Valid: Mon 08 Jul 2013 06:00 to Tue 09 Jul 2013 06:00 UTC
Issued: Sun 07 Jul 2013 21:54
A level 1 was issued for the Pyrenees mainly for isolated large hail and severe downbursts.
An opulent surface high pressure area is situated over Ireland/UK and it exerts influence on most parts of NW/N-Europe. The only noticeable disturbance crosses far W-Russia which also weakens/opens up betimes while moving to the SE. In vorticity maps, there are some weak indications of numerous short waves circling the ridge and moving down along its eastern fringe, crossing the CAPE-plume along/south of the Alps. Despite the fact that this sounds reasonable synoptic-wise and is in line with weak mid-level height falls over S/C-Europe, it is hard to say if those signals come from the orography, from model QPF maxima or indeed have a pure meteorological background. Right now we won't create our forecast and especially the initiation reasoning due to a certain short wave but keep the forecast more general ... e.g.: there will be some kind of synoptic support for CI but this parameter remains diffuse both in space and time.
An extensive cyclonic vortex remains in place over the C-Mediterranean and assists in enhanced initiation probabilities for this area.
At the surface there are no signs of any healthy looking frontal boundary although numerous more or less pronounced convergence zones either from degenerating frontal boundaries by the past frontal intrusions or from what was left over by yesterday'sconvection can be analyzed. Beside of the orography, those convergence zones will also play a role for CI.
... Lightning areas ...
In general mid-level lapse rates remain weak from France to Hungary but seasonably BL moisture beneath assists in moderate MLCAPE build-up on the order of 500 to 1000 J/kg on the broader scale. However, local moisture pooling/deepening of the BL moisture assists in areas with diminished diurnal mixing and mean surface dewpoints in excess of 15 °C are forecast on a regional scale.
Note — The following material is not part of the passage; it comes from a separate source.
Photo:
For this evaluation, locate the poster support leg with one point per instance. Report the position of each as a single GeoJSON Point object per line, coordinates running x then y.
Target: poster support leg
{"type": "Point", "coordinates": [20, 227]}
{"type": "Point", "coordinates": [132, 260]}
This explains why some models show spots with MLCAPE in excess of 1500 J/kg. Shear remains very weak mainly from Austria to the east, where a few strong pulsating thunderstorms area forecast, which might grow upscale into a few loosley organized and cold pool driven thunderstorm clusters. Nothing more than marginal hail, strong to isolated severe wind gusts and heavy rain (slow storm motion!) is forecast.
Kinematics don't change a lot when going from Switzerland to the the west, e.g. France. However, 1-8 km shear increases somewhat, which might enhance upper ventilation a bit. Also, the CAPE field looks quite impressive especially over S-France. However the main meteorological parameters to look at will be both the very dry mid-level layer but also the well mixed and high-LCL environment over SW-France. Storms might be able to develop healthy downdrafts with a risk of a few severe downburst events. The main reason for not going with a level 1 is the constant displacement of the QPF forecasts from the best environment for downbursts. However thunderstorms from far W-Austria, Switzerland into S-France will be able to produce locally heavy rainfall amounts, isolated large hail and strong to isolated severe downburst events ... the latter risk maximized over S-France.
DLS improves somewhat over NE Spain and a marginal level 1 was added for the Pyrenees, where large hail and severe downbursts become the main risk. Not sure if storms will evolve away from the Pyrenees due to strong capping and no noticeable forcing mechanism seen in the mpas. Therefore we kept the level 1 along the Pyrenees. An isolated thunderstorm event can't be ruled out over most of C/N-Spain and N-Portugal as intense diabatic heating erodes the cap and mid-level heights decrease somewhat, but the air mass remains utterly dry, so we're not surprised about mixed QPF outputs from models (GFS once again being very optimistic regarding initiation due to better BL moisture/less diurnal mixing). We added a 15-% lightning area where confidence in evening/overnight CI is somewhat enhanced. If an updraft manages to survive entrainment, there might be a very isolated large hail and severe downburst risk, but this hazard remains too uncertain to go with a level 1.